Dinosaur aside, the film had other issues. There were pacing problems (which is to say any pacing at all would’ve been nice), and the script left something to be desired. Never have I seen four less scientific scientists in a science fiction film. They arrive on an alien planet full of wildlife and vegetation, and what do they do? Do they test samples or explore? No, they adopt a chimp and have a picnic. They treat the whole thing like a camping trip.
And when they do encounter something remarkable and unexpected in the form of a dinosaur (which they grossly misidentify as a T. Rex) what do they do now? They blow it up with an atom bomb they happened to be carrying with them. So not only did they make a large portion of a lush and earthlike planet uninhabitable, in simple sci-fi terms, they may have destroyed one giant monster but released the radiation that’ll create a thousand more to take its place.
But it’s best not to dwell on things like that when you’re trying to enjoy a damn movie.
Gordon may not have been the first to use rear-projected animals, but few used the technique so extensively or to such great effect.
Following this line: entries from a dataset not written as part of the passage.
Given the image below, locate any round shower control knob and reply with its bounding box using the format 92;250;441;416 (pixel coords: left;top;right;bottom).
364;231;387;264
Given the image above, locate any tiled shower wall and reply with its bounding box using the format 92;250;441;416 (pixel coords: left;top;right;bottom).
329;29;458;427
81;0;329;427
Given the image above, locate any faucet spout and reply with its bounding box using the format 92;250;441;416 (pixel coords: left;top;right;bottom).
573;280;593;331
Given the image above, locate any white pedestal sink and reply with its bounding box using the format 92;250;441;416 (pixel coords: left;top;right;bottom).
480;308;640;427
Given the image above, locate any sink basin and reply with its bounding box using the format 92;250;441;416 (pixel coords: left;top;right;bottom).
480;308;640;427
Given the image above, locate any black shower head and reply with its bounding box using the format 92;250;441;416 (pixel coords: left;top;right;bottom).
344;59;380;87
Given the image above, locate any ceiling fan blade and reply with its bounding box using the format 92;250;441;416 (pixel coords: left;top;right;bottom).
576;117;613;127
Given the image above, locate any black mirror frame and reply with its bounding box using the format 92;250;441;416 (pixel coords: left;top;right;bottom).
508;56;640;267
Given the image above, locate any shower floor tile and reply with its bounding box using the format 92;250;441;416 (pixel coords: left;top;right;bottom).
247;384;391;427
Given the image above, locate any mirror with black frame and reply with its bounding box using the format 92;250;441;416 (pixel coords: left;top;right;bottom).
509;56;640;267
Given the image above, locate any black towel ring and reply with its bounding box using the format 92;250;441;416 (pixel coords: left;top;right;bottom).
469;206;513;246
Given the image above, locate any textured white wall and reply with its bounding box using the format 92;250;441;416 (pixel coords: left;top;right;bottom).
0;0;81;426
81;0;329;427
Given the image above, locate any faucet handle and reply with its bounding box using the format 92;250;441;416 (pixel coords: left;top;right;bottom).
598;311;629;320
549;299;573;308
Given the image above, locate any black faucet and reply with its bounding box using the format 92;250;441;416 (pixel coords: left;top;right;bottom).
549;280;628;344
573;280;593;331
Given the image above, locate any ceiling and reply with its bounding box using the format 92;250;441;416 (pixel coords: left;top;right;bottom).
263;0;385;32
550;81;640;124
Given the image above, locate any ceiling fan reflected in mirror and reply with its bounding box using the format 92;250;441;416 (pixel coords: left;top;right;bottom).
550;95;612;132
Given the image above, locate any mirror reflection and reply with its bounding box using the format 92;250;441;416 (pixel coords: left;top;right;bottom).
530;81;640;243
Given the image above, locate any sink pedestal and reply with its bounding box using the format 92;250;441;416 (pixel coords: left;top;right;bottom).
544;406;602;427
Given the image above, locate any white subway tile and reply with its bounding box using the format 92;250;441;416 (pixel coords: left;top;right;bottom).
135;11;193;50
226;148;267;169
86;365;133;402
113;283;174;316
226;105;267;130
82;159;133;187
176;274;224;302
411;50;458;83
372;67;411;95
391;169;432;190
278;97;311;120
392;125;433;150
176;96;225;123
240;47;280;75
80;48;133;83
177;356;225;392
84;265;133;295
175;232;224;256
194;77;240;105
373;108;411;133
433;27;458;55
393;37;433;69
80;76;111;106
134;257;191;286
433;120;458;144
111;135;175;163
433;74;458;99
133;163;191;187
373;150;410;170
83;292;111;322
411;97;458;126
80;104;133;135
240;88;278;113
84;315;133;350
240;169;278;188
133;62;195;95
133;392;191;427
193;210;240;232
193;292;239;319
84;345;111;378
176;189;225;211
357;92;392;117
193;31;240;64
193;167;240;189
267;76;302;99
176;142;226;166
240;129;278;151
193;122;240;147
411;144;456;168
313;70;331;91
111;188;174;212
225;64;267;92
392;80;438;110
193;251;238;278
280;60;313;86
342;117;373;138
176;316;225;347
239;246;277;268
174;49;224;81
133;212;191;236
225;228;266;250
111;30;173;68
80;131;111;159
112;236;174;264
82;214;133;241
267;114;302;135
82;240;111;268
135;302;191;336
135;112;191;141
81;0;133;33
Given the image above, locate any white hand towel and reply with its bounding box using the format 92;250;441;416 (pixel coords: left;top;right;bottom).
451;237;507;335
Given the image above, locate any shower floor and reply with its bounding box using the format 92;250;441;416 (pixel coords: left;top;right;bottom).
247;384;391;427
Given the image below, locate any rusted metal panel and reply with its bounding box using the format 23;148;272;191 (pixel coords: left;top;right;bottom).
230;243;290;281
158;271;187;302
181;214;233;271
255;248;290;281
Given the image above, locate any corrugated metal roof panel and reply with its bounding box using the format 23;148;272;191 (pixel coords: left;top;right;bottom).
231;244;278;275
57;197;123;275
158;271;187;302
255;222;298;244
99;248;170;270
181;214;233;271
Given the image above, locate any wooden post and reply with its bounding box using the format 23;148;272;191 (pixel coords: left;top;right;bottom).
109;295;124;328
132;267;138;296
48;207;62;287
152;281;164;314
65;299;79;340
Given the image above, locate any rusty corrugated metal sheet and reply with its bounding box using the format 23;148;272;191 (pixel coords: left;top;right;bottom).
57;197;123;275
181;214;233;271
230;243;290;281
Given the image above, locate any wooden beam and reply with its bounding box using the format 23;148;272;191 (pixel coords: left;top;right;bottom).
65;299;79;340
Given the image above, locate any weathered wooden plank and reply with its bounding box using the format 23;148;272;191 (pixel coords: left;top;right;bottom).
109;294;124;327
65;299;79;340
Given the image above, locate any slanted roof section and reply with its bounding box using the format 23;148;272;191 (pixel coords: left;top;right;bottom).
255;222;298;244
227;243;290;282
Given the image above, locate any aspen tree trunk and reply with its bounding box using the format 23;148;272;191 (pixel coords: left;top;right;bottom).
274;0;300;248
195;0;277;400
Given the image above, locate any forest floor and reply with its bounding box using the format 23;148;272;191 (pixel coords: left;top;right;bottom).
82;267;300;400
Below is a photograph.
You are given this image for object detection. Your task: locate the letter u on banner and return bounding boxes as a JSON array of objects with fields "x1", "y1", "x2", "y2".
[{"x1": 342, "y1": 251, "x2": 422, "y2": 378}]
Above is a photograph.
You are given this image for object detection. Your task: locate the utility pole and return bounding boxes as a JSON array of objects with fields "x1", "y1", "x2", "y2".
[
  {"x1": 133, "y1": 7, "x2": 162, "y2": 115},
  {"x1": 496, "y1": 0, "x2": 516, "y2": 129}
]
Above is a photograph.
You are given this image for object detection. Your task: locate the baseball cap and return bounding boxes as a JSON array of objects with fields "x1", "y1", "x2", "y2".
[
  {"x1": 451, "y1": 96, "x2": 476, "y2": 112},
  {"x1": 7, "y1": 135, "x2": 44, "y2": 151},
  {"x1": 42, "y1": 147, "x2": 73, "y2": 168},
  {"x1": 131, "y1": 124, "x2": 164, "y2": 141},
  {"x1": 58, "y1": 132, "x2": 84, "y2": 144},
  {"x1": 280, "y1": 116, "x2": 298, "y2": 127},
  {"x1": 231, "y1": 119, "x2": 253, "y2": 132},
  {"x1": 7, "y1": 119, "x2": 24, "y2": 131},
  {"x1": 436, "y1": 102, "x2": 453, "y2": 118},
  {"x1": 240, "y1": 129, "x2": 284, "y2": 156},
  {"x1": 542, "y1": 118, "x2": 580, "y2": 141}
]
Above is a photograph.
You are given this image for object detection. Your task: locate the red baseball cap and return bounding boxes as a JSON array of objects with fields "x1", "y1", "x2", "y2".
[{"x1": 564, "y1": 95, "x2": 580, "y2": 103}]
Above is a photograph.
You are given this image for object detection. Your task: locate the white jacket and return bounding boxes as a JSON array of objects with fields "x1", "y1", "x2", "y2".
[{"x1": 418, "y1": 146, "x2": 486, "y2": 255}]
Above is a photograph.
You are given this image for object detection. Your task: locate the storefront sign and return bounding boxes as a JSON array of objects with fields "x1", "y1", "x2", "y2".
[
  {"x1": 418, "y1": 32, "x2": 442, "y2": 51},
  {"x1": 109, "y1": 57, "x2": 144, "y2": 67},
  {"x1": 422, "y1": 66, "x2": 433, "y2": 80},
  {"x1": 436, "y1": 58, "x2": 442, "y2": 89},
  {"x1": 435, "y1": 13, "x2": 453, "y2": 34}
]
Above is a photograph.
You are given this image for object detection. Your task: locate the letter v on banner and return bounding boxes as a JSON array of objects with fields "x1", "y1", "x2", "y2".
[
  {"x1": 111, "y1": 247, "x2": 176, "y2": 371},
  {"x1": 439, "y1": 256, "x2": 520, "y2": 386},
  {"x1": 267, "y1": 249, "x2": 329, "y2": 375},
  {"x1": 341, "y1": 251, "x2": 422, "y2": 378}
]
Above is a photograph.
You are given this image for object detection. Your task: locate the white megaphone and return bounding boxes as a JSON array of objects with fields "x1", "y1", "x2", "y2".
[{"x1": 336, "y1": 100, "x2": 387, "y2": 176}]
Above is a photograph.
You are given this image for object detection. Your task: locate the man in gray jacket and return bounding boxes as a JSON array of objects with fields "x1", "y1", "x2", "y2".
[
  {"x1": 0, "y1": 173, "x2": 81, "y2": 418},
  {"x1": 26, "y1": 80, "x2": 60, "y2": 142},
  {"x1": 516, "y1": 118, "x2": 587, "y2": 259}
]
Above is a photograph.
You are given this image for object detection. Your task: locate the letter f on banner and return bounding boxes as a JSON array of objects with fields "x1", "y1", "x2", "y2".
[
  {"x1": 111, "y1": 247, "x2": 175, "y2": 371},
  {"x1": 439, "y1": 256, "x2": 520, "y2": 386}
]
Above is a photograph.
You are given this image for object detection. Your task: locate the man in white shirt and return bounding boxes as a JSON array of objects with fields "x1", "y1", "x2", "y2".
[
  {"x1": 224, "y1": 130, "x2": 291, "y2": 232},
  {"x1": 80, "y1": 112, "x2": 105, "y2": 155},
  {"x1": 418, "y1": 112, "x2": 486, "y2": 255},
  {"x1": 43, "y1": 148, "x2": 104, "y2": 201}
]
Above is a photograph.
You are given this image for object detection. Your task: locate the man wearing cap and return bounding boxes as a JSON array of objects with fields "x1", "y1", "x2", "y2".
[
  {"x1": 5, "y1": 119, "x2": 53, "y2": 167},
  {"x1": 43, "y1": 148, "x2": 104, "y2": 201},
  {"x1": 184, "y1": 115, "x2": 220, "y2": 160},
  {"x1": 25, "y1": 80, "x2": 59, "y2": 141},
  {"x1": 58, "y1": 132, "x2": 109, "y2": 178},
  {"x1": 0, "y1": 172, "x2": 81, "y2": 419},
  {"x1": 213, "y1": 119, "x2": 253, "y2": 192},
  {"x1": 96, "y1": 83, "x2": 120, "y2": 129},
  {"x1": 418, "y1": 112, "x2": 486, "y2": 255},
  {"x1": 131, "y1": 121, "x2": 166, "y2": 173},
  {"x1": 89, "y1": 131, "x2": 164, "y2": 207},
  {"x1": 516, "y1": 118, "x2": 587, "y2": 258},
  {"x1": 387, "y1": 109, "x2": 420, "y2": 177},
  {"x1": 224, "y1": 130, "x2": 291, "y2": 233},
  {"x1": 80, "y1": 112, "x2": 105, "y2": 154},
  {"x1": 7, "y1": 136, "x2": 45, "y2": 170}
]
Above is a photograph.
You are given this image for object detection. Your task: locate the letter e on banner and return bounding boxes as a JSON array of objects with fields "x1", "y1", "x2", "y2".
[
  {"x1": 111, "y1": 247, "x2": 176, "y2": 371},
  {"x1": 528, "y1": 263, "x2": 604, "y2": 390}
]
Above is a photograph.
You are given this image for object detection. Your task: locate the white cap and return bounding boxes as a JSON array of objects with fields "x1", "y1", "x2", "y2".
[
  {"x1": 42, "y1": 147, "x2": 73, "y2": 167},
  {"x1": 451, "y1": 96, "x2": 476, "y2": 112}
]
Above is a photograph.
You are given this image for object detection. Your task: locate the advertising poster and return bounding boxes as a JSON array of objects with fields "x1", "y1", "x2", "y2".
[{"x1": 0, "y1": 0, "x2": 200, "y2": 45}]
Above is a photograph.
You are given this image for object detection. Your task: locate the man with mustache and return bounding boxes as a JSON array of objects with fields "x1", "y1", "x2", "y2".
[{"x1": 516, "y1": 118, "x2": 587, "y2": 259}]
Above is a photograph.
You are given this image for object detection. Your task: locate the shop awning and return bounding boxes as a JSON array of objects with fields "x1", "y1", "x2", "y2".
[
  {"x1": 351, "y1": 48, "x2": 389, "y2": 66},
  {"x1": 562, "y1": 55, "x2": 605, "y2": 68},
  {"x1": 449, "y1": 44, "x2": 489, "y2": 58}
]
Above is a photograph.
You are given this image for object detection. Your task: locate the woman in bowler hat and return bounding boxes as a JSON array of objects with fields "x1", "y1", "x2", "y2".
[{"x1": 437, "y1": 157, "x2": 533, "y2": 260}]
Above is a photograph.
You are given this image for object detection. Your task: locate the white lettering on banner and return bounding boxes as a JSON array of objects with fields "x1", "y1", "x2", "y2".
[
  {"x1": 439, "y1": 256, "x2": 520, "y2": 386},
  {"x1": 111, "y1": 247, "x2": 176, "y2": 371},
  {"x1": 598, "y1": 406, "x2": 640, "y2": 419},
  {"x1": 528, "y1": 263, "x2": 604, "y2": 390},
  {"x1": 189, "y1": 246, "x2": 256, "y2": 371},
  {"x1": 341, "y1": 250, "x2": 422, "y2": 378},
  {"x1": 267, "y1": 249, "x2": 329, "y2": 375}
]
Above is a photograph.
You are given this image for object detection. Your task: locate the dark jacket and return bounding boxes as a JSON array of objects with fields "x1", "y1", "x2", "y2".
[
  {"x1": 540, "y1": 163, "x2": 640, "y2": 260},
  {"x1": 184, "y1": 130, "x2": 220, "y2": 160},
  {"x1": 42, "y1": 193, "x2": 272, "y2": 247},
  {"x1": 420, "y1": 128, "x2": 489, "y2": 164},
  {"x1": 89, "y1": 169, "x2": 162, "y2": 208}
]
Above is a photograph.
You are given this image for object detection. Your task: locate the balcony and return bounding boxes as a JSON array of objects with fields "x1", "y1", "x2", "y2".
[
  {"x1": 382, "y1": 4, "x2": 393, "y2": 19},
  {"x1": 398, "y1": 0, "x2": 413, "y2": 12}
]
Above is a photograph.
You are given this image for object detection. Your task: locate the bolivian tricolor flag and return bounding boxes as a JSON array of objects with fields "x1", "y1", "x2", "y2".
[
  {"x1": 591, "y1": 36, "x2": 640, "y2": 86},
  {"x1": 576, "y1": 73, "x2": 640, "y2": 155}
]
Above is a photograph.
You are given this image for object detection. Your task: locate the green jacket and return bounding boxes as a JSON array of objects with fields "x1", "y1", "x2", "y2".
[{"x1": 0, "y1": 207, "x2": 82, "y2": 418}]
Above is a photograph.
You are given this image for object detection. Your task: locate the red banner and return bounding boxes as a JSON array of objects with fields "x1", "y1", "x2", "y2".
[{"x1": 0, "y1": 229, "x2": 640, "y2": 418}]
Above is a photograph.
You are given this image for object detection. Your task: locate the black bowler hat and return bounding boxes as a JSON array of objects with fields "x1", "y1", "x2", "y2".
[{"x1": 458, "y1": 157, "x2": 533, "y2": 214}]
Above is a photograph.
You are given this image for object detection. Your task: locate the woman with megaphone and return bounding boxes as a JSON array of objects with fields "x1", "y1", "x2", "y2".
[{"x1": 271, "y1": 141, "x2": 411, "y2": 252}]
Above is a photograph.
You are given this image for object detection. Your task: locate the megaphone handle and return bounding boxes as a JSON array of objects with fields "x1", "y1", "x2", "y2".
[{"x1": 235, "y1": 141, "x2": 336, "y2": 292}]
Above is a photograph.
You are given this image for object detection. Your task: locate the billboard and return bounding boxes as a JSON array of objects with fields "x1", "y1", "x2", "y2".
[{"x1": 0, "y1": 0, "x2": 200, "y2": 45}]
With Gordon, the technique would become a career trademark, prompting Forry Ackermann to dub him “Mr. B.I.G.”
King Dinosaur may not have been a very good film, but it was made at the right time. It was also made with such confidence given that there was so little on screen that you have to admire it. The people at AIP did, and signed Gordon up. In the years that followed, he would make a dozen giant monster pictures, but sadly his debut would include his only actual dinosaur.
In 1956, Harryhausen and O’Brien would team up again briefly to create an animated segment about dinosaurs for the film The Animal World. The 20-minute sequence, a kind of miniature version of O’Brien’s unfinished Creation, featured every dinosaur you can imagine and lots of epic dino battles in what was the only thing about the otherwise dreary nature documentary worth remembering.
With several techniques available to put dinosaurs onscreen, and with every kid in the world passing through a dinosaur obsession at one point or another in their lives, the floodgates were pretty well open. Harryhausen would go on to make a few more dinosaur pictures, including 1966’s One Million Years B.C. and 1969’s cowboys vs. dinosaurs epic, The Valley of Gwangi. But that would only be the second cowboys vs. dinosaurs picture, the first being 1956’s Beast of Hollow Mountain, based ironically enough, on a story by Willis O’Brien.
Oh, and then there was Fantasia, and all those Center of the Earth movies, and The Land that Time Forgot, and The People That Time Forgot, and most any movie with “Island” in the title, and that silly Ringo Starr comedy, Caveman, and Land of the Lost, and countless others.
Beginning in the late ’50s, dinosaurs became the ready go-to beasties for filmmakers in search of a giant monster of some kind. They were recognizable, easily understandable, each species had its own well-established personality, and best of all, you couldn’t trademark them.
Well, then along came CGI and Jurassic Park, and Steven Spielberg, and that was pretty much that.